Andrzej Sitkowski was 15 years old when World War II began. He lived in a suburb of Warsaw, Poland, with his mother Helena, 10-year-old sister Magda, and his grandfather.
The family assumed the role of rescuers when Helena Sitkowska was approached by her neighbor with a request to hide a Jewish girl. That girl was Dobra Kosak (later Marion Miliband). Dobra, her sister Hadassah, and the girls’ parents had lived in Częstochowa in south-west Poland. With the help of the family’s former employee, the two children and their mother Bronisława were smuggled out of the ghetto in fall 1942 and assumed false identities. Their relative, Cecylia Kosak, arranged for their transfer to and shelter in Warsaw. Cecylia was a pianist with extensive social contacts among non-Jews. Cecylia secured a job for Bronisława as a maid and placed her two nieces in a convent. Some religious institutions in Poland hid Jewish children. Yet, the belief that convents would be spared German raids and deter local informants did not hold true. After a few months, Cecylia once again served as an intermediary in her relatives’ rescue. She placed Hadassah in another convent and Dobra – with Helena Sitkowska. In July 1944, the Sitkowskis agreed to take in Hadassah as well. Some time later, the girls’ mother joined them.

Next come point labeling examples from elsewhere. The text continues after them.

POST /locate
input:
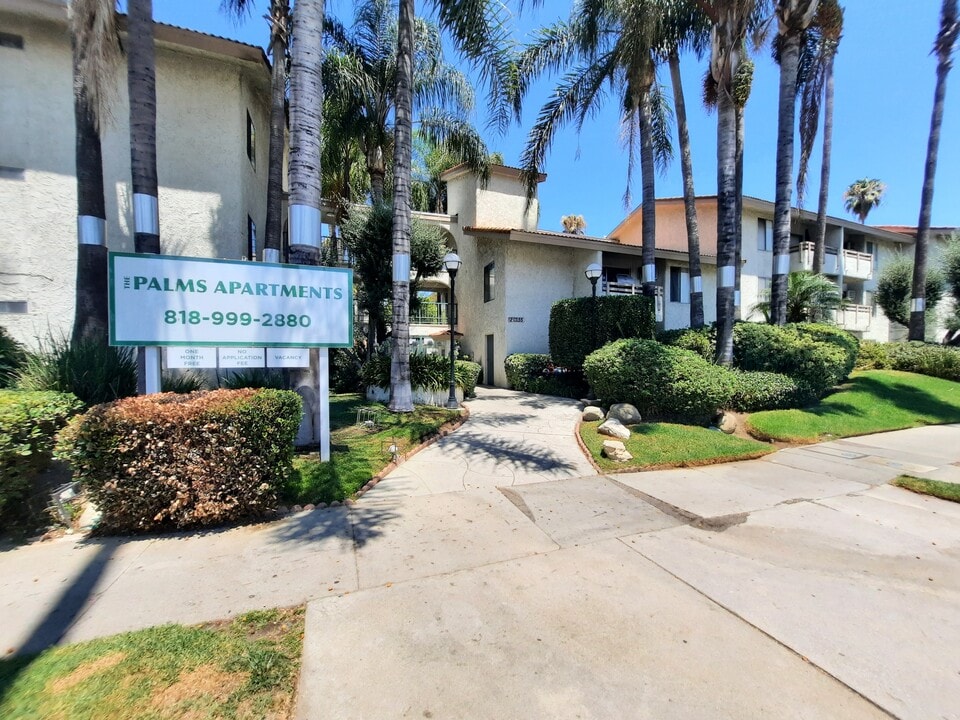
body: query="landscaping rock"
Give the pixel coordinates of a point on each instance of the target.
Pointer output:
(592, 413)
(614, 428)
(615, 450)
(625, 413)
(727, 423)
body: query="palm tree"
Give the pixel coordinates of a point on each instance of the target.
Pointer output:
(944, 47)
(95, 53)
(730, 19)
(823, 38)
(862, 196)
(615, 43)
(279, 18)
(479, 30)
(793, 18)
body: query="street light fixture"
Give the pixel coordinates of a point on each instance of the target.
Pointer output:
(451, 261)
(593, 273)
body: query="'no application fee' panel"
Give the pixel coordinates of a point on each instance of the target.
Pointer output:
(172, 300)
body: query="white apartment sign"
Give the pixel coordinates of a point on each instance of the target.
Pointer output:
(197, 302)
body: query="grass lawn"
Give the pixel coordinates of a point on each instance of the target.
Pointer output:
(246, 668)
(660, 445)
(358, 453)
(942, 490)
(872, 401)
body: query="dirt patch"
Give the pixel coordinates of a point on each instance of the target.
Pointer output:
(85, 671)
(205, 680)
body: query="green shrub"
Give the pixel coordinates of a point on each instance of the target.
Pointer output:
(813, 364)
(534, 373)
(873, 356)
(94, 372)
(663, 382)
(755, 391)
(178, 461)
(925, 359)
(702, 341)
(431, 372)
(29, 422)
(183, 382)
(578, 326)
(12, 357)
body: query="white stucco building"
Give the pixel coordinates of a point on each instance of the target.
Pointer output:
(212, 141)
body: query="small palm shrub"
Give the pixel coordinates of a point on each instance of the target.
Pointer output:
(92, 371)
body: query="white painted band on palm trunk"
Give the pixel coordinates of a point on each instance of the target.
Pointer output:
(305, 228)
(728, 276)
(401, 267)
(146, 214)
(91, 230)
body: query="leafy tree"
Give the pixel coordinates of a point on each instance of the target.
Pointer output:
(810, 298)
(862, 196)
(943, 47)
(894, 286)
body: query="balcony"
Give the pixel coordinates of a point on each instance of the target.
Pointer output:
(855, 317)
(856, 265)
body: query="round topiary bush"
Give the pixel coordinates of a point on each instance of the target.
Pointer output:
(663, 382)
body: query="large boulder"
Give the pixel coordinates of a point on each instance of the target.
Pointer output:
(592, 413)
(614, 428)
(616, 451)
(625, 413)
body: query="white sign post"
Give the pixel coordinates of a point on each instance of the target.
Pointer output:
(247, 310)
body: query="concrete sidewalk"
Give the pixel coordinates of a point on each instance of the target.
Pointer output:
(495, 575)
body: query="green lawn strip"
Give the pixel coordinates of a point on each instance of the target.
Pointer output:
(936, 488)
(243, 668)
(358, 453)
(872, 401)
(664, 445)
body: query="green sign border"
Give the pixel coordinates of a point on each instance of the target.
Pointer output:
(168, 343)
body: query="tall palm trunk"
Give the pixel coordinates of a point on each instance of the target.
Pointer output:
(90, 317)
(789, 57)
(689, 196)
(306, 104)
(401, 394)
(648, 185)
(142, 91)
(946, 39)
(279, 28)
(819, 246)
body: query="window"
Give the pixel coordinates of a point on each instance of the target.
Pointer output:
(251, 239)
(489, 282)
(764, 234)
(251, 142)
(679, 285)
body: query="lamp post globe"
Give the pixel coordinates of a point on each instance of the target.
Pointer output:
(451, 261)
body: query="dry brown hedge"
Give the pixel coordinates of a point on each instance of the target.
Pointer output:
(178, 461)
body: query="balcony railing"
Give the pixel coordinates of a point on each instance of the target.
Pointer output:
(855, 264)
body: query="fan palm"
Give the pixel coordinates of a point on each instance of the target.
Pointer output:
(862, 196)
(943, 47)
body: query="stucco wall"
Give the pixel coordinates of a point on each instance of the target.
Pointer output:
(207, 185)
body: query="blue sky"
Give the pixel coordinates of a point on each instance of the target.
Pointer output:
(885, 77)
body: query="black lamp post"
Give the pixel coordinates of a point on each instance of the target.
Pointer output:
(593, 273)
(451, 261)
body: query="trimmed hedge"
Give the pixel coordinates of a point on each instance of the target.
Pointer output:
(178, 461)
(29, 422)
(431, 372)
(535, 373)
(813, 364)
(663, 382)
(578, 326)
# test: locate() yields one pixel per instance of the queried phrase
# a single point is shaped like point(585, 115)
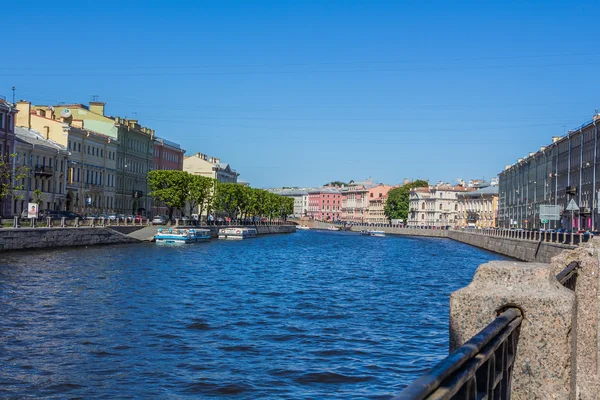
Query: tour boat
point(372, 233)
point(181, 236)
point(237, 233)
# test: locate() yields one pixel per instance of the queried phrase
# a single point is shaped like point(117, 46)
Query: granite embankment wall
point(40, 238)
point(147, 233)
point(387, 229)
point(520, 249)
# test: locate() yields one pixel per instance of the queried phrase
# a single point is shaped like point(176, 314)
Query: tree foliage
point(170, 188)
point(397, 204)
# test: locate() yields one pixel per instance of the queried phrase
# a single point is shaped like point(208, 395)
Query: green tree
point(169, 187)
point(226, 198)
point(9, 179)
point(201, 189)
point(396, 206)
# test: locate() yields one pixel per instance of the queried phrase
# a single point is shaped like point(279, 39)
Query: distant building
point(377, 196)
point(300, 197)
point(355, 201)
point(324, 204)
point(435, 206)
point(167, 155)
point(200, 164)
point(478, 208)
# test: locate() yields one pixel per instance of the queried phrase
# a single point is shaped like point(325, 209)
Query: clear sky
point(300, 93)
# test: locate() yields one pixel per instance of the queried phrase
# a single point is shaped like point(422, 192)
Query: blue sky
point(303, 93)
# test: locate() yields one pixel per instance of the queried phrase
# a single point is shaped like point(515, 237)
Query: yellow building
point(200, 164)
point(479, 208)
point(92, 167)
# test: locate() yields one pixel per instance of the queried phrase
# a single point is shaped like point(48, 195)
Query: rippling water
point(305, 315)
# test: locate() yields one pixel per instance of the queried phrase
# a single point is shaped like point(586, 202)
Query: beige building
point(135, 150)
point(91, 174)
point(45, 163)
point(200, 164)
point(479, 208)
point(435, 206)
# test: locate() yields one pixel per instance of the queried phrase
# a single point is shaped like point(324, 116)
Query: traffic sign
point(572, 206)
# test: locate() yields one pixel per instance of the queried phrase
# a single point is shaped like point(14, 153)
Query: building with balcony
point(44, 163)
point(478, 208)
point(564, 170)
point(91, 174)
point(355, 201)
point(135, 150)
point(7, 145)
point(435, 206)
point(325, 204)
point(300, 197)
point(377, 196)
point(201, 164)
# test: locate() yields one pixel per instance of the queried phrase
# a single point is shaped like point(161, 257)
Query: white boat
point(372, 233)
point(181, 236)
point(237, 233)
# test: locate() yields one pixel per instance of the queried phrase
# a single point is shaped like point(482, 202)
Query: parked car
point(159, 220)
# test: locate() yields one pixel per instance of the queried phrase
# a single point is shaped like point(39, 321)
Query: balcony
point(43, 171)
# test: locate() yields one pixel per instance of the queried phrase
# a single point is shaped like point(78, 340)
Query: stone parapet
point(543, 364)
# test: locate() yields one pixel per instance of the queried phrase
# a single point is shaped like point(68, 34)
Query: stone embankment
point(40, 238)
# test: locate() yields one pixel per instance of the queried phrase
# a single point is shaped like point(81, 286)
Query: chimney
point(97, 107)
point(24, 114)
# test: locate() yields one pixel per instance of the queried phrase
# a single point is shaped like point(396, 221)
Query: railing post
point(539, 371)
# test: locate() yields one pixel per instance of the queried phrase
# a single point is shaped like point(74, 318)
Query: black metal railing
point(480, 369)
point(568, 276)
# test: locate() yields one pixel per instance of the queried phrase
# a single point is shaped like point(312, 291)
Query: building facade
point(566, 169)
point(377, 196)
point(479, 208)
point(167, 155)
point(44, 164)
point(355, 201)
point(91, 174)
point(7, 145)
point(325, 204)
point(135, 150)
point(201, 164)
point(435, 206)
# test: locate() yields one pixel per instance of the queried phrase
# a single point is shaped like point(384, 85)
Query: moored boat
point(372, 233)
point(181, 236)
point(237, 233)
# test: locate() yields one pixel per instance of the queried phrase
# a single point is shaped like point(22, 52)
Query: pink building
point(7, 144)
point(324, 204)
point(355, 201)
point(167, 155)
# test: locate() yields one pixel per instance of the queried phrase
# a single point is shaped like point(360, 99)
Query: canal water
point(305, 315)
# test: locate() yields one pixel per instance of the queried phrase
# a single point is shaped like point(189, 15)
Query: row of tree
point(397, 204)
point(179, 190)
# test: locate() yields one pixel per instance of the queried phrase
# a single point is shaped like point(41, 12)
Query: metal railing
point(480, 369)
point(568, 276)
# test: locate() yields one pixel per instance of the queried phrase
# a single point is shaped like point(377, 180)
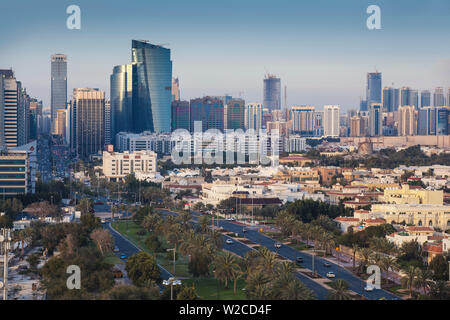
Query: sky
point(320, 49)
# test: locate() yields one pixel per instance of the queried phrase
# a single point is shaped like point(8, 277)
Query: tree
point(226, 267)
point(153, 244)
point(130, 292)
point(423, 277)
point(187, 293)
point(439, 266)
point(103, 239)
point(86, 205)
point(142, 269)
point(340, 290)
point(409, 280)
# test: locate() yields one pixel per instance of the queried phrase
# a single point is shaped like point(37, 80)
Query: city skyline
point(314, 75)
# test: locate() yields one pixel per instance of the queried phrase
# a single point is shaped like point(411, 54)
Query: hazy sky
point(321, 49)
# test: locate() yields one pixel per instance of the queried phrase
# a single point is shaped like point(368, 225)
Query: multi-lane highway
point(356, 284)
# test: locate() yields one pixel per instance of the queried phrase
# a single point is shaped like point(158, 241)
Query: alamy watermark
point(73, 21)
point(232, 147)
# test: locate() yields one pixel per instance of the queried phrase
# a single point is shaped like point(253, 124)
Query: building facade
point(58, 84)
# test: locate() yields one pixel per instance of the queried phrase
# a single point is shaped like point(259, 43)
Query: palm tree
point(296, 290)
point(355, 248)
point(226, 267)
point(365, 255)
point(423, 277)
point(410, 278)
point(387, 263)
point(340, 290)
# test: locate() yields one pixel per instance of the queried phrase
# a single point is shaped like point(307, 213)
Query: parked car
point(117, 273)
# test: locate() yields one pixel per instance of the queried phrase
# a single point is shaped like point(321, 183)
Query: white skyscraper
point(253, 116)
point(331, 121)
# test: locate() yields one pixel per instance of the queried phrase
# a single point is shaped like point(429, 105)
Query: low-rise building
point(117, 166)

Until the Warsaw Uprising in 1944, Cecylia Kosak had actively engaged in supporting her relatives in hiding. When she was killed, Cecylia’s nieces and their mother became completely dependent on the Sitkowski family. The Sitkowskis were exposed to constant danger and fear, which intensified when Andrzej joined the resistance. A search for him could accidentally reveal the family’s efforts to protect the Kosaks.
After the Warsaw Uprising when the German authorities expelled the residents of Warsaw from the city, the Sitkowskis and the Kosaks reached Kielce. The Sitkowskis continued to support the Jewish family by providing them with clothing and money, and ultimately helped them to move in with relatives where the Kosaks stayed until liberation.
Righteous Among the Nations
On June 29, 1995, Yad Vashem recognized Helena Sitkowska and her son, Andrzej Sitkowski as Righteous Among the Nations. “There is a uniqueness about the history of this family in that we have formed firm bonds of friendship which survived the war,” wrote Marion (Dobra) and Hadassah in their testimony many years later. In February 1996, Andrzej Sitkowski, joined by Marion and Hadassah came to Jerusalem for a ceremony held at Yad Vashem in honor of the Sitkowskis.